Il sindaco di San Cipriano d’Aversa, in provincia di Caserta, Enrico Martinelli è stato arrestato stamani dai carabinieri del Nucleo Investigativo, al termoine di un’attività investigativa coordinata dalla Dda di Napoli. I mlitari hanno dato esecuzione a 9 ordinanze di custodia cautelare nei confronti di atrettanti persone ritenute responsabili di associazione per delinquere di tipo camorristico. I destinatari del provvedimento vi sono: l’attuale sindaco del comune di San Cipriano d’Aversa, 41 anni, un consigliere di maggioranza del medesimo comune (Francesco Paolella, docente di religione, con l’accusa di associazione a delinquere), ritenuti dagli investigatori due elementi di vertice del clan dei casalesi (Antonio Iovine e Enrico Martinelli, classe 64, entrambi finiti in manette dopo lunghi periodi di latitanza), sette affiliati al gruppo camorristico operante in San Cipriano d’Aversa e facente capo a Iovine (due di essi titolari di imprese edili).
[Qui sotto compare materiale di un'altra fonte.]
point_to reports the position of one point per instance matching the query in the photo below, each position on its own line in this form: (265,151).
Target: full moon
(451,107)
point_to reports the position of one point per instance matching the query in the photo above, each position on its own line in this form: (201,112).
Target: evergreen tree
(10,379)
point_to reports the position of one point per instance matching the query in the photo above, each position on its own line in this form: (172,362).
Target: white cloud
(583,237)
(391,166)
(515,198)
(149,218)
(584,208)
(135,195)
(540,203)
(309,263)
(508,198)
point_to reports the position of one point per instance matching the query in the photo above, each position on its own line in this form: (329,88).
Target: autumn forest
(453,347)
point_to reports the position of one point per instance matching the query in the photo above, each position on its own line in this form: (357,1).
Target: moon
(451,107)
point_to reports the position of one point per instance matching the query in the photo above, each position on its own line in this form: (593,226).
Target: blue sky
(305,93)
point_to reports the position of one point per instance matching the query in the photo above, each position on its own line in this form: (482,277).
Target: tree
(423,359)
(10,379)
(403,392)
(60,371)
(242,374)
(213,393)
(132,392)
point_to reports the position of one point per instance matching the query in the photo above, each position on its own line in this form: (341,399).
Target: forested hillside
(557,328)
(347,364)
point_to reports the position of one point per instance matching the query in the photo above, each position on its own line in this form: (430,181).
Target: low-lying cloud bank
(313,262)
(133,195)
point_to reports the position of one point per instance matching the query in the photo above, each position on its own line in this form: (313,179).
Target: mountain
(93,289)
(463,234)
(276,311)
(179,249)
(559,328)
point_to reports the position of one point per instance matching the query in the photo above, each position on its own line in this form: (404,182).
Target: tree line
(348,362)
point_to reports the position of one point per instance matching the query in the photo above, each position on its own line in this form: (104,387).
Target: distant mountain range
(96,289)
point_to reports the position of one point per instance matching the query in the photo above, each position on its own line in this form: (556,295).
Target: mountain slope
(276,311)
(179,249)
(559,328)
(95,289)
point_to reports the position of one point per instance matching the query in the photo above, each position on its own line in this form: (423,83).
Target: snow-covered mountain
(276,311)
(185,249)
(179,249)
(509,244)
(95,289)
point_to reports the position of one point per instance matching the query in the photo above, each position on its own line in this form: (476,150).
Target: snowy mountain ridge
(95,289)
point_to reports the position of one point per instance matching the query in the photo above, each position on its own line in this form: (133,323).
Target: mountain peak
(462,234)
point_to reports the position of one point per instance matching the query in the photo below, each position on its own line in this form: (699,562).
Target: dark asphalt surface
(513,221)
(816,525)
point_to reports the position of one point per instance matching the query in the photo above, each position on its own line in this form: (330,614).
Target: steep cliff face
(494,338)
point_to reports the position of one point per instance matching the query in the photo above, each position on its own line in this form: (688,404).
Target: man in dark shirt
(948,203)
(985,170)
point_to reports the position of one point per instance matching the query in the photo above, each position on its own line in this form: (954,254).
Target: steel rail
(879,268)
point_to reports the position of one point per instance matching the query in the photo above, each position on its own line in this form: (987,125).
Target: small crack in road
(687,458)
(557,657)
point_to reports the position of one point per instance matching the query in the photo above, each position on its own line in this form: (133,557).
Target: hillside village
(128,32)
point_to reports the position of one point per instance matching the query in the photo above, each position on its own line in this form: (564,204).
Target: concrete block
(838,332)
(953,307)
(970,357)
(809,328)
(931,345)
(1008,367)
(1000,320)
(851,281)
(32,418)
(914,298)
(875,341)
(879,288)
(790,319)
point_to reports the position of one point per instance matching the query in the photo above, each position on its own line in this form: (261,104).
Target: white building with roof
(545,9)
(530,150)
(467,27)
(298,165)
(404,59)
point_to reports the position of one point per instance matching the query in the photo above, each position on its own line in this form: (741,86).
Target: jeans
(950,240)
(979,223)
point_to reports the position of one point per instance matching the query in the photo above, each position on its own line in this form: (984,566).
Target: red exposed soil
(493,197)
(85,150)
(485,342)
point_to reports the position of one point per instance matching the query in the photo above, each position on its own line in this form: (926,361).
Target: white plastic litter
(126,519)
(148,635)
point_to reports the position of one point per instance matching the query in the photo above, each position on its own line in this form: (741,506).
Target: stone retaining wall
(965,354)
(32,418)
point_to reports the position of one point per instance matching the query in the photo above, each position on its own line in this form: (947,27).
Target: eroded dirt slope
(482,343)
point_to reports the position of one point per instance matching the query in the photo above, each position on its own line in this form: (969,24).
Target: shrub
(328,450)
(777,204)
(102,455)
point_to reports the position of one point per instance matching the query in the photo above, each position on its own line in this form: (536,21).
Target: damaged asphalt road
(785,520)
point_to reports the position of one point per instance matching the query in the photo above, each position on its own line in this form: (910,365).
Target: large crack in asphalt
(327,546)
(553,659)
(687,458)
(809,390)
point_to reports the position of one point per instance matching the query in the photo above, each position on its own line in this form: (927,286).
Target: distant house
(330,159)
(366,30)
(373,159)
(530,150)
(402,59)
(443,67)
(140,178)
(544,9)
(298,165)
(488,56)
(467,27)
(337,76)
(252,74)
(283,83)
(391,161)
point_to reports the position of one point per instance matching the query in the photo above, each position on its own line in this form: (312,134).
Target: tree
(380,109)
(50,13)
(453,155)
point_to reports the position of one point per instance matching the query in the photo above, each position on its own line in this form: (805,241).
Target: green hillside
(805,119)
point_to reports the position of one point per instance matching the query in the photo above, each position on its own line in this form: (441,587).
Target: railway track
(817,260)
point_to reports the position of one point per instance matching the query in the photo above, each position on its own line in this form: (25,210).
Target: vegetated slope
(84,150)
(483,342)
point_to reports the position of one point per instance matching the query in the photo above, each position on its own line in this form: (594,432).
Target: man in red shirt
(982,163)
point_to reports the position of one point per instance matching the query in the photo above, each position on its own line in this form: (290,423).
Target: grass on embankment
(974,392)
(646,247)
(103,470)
Il nome del sindaco Martinelli (Pdl), marito dell’ex primo cittadino di Gragnano pure del Pdl, compare in un “pizzino” che il boss Enrico Martinelli inviò all’ex sindaco di Villa Literno ed ex consigliere regionale della Campania eletto con il Pd, Enrico Fabozzi, intimandogli di assegnare un appalto pubblico a una ditta. Da lì sono partite le indagini che hanno portato agli arresti di oggi.